C/1989 Y2 (McKenzie–Russell)

Discovery
- Discovered by: Patricia McKenzie Kenneth S. Russell
- Discovery site: Anglo-Australian Observatory
- Discovery date: 21 December 1989

Designations
- Alternative designations: 1989f1 1989 XVIII

Orbital characteristics
- Epoch: 30 December 1989 (JD 2447890.5)
- Observation arc: 50 days
- Earliest precovery date: 19 December 1989
- Number of observations: 45
- Perihelion: 1.976 AU
- Eccentricity: 0.99999
- Inclination: 160.366°
- Longitude of ascending node: 293.896°
- Argument of periapsis: 191.736°
- Last perihelion: 7 November 1989
- T_{Jupiter}: –1.641
- Earth MOID: 0.9962 AU
- Jupiter MOID: 1.4407 AU
- Comet total magnitude (M1): 10.0

= C/1989 Y2 (McKenzie–Russell) =

Hyperbolic comet

Comet McKenzie–Russell, formally designated as C/1989 Y2, is a hyperbolic comet that was discovered by Australian astronomers,
Patricia McKenzie and Kenneth S. Russell on December 1989.

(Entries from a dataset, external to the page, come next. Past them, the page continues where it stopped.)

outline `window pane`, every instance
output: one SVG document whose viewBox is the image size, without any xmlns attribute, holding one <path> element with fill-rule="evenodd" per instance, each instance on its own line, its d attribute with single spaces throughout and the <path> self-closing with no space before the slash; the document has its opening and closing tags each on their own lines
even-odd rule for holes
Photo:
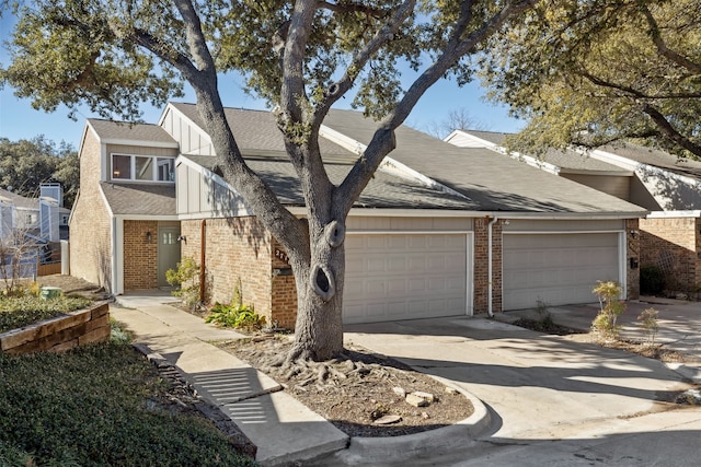
<svg viewBox="0 0 701 467">
<path fill-rule="evenodd" d="M 135 157 L 136 163 L 136 179 L 137 180 L 152 180 L 153 179 L 153 157 Z"/>
<path fill-rule="evenodd" d="M 158 180 L 160 182 L 175 182 L 175 160 L 158 157 Z"/>
<path fill-rule="evenodd" d="M 112 156 L 112 178 L 131 178 L 131 156 L 130 155 L 113 155 Z"/>
</svg>

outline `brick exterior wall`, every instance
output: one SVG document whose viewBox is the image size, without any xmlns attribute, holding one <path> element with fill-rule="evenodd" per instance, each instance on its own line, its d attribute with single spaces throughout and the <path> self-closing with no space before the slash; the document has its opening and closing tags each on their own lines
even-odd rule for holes
<svg viewBox="0 0 701 467">
<path fill-rule="evenodd" d="M 123 246 L 124 290 L 158 288 L 158 221 L 124 221 Z"/>
<path fill-rule="evenodd" d="M 273 296 L 271 317 L 278 327 L 295 329 L 297 320 L 297 285 L 287 262 L 285 249 L 273 238 Z"/>
<path fill-rule="evenodd" d="M 87 131 L 80 152 L 80 195 L 70 221 L 70 275 L 113 290 L 110 212 L 100 192 L 100 142 Z"/>
<path fill-rule="evenodd" d="M 474 314 L 489 312 L 489 223 L 474 220 Z M 492 312 L 502 311 L 502 222 L 492 225 Z"/>
<path fill-rule="evenodd" d="M 202 220 L 181 223 L 182 256 L 200 264 Z M 272 323 L 271 235 L 253 217 L 207 219 L 205 244 L 206 296 L 209 302 L 230 303 L 241 280 L 243 302 Z"/>
<path fill-rule="evenodd" d="M 641 257 L 640 257 L 640 237 L 641 235 L 633 235 L 631 231 L 639 230 L 637 219 L 627 219 L 625 220 L 625 272 L 627 272 L 627 282 L 628 290 L 625 291 L 628 300 L 636 300 L 640 299 L 640 266 Z M 637 262 L 637 267 L 634 267 L 632 262 Z"/>
<path fill-rule="evenodd" d="M 656 266 L 670 291 L 701 287 L 701 219 L 641 219 L 641 266 Z"/>
</svg>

== Discovery and observations ==
Robert H. McNaught reported the discovery of a new comet that Patricia McKenzie found on photographic plates that Kenneth S. Russell took on 21 December 1989. Prediscovery images from Japan were taken in 19 December 1989 but went unnoticed until the next year. Orbital calculations of the comet revealed it was already on its outbound flight as it had reached perihelion a month before discovery, and as a result it continued to fade away in the following days. It was last observed on 24 January 1990.